Self-trapping in an array of coupled 1D Bose gases

TL;DR

This paper investigates the self-trapping phenomenon in arrays of coupled 1D Bose gases, revealing quantum correlation effects that suppress tunneling beyond mean-field predictions in ultracold atom experiments.

Contribution

It introduces a new type of self-trapping driven by quantum correlations, improving understanding of tunneling suppression in coupled Bose gases.

Findings

Transverse expansion delayed by atom interactions

Mean-field model shows localized self-trapping barrier

Quantum correlations further suppress tunneling

Abstract

We study the transverse expansion of arrays of ultracold $^{87}$Rb atoms weakly confined in tubes created by a 2D optical lattice, and observe that transverse expansion is delayed because of mutual atom interactions.
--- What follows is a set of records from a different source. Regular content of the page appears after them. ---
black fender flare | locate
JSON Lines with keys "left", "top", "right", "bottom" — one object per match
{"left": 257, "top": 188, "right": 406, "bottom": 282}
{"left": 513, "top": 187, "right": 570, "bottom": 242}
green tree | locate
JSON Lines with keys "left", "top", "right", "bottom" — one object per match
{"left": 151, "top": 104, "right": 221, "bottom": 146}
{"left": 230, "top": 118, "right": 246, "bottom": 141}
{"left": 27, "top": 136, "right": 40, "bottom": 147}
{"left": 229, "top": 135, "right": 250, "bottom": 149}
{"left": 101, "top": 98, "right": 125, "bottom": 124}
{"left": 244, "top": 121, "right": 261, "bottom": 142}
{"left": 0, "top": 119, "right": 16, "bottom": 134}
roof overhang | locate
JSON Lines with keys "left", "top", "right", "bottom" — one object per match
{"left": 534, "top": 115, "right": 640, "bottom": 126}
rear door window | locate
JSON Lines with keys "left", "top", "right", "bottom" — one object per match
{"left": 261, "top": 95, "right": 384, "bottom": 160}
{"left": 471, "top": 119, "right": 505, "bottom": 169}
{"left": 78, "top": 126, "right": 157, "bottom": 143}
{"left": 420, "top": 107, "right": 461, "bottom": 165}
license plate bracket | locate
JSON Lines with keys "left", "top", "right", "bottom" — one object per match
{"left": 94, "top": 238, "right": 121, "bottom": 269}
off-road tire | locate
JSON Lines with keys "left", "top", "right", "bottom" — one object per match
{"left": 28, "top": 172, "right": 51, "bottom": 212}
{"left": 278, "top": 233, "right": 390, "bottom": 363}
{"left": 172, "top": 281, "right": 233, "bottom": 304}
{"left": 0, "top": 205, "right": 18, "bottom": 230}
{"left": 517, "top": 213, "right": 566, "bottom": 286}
A mean-field model of a coupled array shows that atoms become localized within a roughly square fort-like self-trapping barrier with time-evolving edges. But the observed dynamics is poorly described by the mean-field model. Theoretical introduction of random phase fluctuations among tubes improves the agreement with experiment, but does not correctly predict the density at which the atoms start to expand with larger lattice depths. Our results suggest a new type of self-trapping, where quantum correlations suppress tunneling even when there are no density gradients.